Value frames help voters understand why we take the positions we do. Moral values are simply about right and wrong. If your message about the environment is that it is right to leave a safe and healthy world to our grandchildren, you could work the value frames of protection and common good into your messages.
The values that make up our worldview apply across many issues. Every time you use them in your messaging you not only craft an effective message for one issue, you strengthen their relevance to other issues and to our entire worldview. With just a little practice you’ll get used to working moral value frames into all your communication.

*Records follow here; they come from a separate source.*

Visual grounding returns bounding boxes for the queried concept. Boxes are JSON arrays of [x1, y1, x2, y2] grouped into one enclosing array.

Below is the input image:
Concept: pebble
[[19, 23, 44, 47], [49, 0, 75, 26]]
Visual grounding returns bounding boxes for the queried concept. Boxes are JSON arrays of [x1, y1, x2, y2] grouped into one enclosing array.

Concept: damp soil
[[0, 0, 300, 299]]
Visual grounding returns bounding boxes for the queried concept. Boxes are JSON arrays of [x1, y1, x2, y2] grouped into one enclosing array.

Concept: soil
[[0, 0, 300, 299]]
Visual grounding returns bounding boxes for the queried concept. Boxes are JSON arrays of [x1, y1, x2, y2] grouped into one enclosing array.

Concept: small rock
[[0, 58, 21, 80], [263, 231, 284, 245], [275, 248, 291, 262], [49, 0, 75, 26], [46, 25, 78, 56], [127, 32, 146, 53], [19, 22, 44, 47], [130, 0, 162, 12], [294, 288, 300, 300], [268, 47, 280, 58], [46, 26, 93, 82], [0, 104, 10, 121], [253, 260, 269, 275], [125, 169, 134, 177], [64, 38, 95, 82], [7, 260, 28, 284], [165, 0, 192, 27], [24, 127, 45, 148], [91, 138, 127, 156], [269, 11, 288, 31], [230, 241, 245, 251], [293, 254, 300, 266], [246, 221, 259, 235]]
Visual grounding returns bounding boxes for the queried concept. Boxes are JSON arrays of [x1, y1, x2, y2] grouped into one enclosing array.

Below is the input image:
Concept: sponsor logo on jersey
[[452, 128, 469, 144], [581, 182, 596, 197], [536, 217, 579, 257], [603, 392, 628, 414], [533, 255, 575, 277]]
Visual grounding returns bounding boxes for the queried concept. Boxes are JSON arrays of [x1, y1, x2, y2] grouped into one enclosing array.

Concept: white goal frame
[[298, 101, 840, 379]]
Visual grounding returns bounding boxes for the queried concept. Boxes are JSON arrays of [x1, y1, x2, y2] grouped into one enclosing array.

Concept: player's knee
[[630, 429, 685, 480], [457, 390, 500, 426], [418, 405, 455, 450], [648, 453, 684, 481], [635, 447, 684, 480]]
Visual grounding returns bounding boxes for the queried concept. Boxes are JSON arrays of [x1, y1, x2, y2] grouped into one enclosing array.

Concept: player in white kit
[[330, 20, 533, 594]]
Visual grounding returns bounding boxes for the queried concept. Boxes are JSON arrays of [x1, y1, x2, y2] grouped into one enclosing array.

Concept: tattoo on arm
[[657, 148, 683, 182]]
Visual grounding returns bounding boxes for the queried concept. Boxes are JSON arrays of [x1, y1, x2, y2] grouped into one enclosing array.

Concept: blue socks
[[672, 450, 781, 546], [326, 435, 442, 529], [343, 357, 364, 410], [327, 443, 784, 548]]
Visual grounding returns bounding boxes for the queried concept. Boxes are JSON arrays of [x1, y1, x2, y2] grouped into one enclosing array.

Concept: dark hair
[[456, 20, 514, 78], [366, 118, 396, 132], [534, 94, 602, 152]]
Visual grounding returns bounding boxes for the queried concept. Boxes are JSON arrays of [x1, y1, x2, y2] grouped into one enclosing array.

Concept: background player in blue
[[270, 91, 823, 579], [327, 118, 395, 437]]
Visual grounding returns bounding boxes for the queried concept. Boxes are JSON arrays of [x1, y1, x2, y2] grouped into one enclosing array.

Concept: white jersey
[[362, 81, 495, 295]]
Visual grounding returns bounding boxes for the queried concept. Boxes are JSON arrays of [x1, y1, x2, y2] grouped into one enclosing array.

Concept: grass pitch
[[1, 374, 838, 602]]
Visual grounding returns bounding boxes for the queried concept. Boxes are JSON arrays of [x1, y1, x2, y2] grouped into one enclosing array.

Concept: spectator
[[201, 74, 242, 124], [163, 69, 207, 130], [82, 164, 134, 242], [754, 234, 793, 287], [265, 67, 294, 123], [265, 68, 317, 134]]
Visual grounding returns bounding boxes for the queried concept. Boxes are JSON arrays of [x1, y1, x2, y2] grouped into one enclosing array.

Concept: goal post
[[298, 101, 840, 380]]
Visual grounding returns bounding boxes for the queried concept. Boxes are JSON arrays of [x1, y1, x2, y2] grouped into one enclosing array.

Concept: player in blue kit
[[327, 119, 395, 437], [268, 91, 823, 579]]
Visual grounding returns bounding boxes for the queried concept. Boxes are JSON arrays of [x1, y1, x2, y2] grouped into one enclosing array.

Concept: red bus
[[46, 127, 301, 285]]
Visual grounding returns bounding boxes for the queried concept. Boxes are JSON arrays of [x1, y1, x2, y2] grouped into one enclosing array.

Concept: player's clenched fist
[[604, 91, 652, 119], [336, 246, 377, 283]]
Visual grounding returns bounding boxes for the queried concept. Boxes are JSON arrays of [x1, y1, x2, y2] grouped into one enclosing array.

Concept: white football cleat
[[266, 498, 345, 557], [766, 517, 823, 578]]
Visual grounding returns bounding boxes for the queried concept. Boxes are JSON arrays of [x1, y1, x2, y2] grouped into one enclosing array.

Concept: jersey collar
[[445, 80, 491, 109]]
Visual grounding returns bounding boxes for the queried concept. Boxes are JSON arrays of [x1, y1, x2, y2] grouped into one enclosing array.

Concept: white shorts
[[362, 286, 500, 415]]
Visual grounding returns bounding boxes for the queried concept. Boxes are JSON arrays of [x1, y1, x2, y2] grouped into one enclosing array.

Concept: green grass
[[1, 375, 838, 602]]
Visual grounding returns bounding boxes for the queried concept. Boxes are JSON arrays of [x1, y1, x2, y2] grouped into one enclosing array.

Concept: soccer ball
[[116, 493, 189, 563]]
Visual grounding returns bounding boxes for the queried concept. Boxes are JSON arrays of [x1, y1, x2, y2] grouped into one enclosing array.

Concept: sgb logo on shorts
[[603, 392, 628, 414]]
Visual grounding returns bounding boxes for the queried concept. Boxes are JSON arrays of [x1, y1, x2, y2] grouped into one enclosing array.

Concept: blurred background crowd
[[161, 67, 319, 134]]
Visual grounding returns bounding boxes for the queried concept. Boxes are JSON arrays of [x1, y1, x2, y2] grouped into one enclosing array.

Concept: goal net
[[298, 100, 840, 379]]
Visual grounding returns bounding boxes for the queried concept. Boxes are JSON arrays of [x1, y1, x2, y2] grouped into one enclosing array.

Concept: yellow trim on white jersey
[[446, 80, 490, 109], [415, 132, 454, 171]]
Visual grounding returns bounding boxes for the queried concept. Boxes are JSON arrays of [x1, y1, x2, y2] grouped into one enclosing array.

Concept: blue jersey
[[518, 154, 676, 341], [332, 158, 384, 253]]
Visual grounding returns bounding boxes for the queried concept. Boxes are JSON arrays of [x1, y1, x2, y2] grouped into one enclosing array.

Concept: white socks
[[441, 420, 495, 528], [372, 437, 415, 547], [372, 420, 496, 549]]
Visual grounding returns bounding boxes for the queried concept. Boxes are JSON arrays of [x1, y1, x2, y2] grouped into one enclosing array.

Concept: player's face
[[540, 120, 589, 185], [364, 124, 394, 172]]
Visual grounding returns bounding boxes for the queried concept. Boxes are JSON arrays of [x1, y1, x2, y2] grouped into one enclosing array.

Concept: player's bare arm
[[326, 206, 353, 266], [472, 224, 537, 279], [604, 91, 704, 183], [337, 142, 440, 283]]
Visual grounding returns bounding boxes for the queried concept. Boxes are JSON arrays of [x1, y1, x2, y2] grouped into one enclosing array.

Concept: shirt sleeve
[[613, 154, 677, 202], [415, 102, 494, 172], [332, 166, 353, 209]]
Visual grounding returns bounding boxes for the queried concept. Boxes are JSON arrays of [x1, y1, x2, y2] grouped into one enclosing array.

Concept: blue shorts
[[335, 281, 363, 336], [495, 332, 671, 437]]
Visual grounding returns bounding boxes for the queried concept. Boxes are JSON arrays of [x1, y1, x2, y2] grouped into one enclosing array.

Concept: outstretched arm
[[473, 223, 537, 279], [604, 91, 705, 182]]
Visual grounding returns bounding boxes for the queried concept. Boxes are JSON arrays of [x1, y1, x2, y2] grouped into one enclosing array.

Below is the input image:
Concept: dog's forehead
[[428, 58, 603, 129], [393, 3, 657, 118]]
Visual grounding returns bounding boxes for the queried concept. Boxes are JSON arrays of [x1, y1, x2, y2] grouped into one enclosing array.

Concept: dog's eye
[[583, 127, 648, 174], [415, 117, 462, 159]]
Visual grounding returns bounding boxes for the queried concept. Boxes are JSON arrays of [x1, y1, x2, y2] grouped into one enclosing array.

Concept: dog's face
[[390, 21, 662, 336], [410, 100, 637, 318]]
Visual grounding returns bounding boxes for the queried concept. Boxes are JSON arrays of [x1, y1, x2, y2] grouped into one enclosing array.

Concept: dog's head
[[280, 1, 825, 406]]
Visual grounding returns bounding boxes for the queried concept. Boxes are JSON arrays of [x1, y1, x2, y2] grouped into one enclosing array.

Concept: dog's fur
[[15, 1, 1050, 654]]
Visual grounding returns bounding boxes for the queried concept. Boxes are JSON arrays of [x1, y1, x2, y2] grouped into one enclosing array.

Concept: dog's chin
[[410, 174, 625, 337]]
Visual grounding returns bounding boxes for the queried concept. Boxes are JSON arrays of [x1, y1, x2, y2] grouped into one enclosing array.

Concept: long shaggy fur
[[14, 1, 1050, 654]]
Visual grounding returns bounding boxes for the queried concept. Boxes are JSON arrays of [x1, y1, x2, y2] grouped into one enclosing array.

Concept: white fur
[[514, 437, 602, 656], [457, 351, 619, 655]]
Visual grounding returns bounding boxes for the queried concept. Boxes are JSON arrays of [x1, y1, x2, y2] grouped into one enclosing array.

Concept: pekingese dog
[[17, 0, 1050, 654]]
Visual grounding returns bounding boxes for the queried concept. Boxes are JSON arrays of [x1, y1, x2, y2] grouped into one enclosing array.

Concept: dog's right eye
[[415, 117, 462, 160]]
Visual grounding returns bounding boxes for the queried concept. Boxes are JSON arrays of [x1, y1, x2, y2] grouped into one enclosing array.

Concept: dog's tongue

Where value frames help voters know why we take the positions we do, Explanatory frames help voters understand how something works.
Our brains understand the world through metaphors and what we call story frames. Metaphors allow us to understand one concept in terms of another, for example, the internet is like a superhighway and the phrase “Sunshine is the best disinfectant” both speaks to the of illumination of secrets and to the good that can come of it. In linguistics and cognitive science metaphors turn out to be central to almost all understanding. (I bet if you listen carefully you’ll find lots of metaphors used every day that you’ve never noticed.)
A story frame, or “narrative” frame, explains a complex issue in terms of actors, scenes and scenarios. Well chosen, it can help someone see an issue in a completely different way. For example, the Republican story about Central American immigrants is a crime story where immigrants are criminals and those helping them are co-conspirators. Trump and ICE are heroes saving the victim, the American citizen.
Change the story to a refugee story and immigrants instead deserve empathy and assistance because they are fleeing lethal violence and grinding poverty. It begs the question of what’s causing that problem and how we might help fix it at the source. Those who have empathy for refugees are heroes while those who take their children, lock them in cages and deport their parents are heartless and cruel.
A change of frame from crime to refugee —one word— changes the entire narrative and, importantly, constrains or defines the limits of what belongs in the story and what doesn’t.
Explanatory frames and value frames intersect. A story with a well chosen frame can both explain a situation and evoke our moral values -that’s why personal stories are so powerful! Practice and most often you’ll hear in response “Gee, I never thought of it that way”. That, my friend, is what this is all about.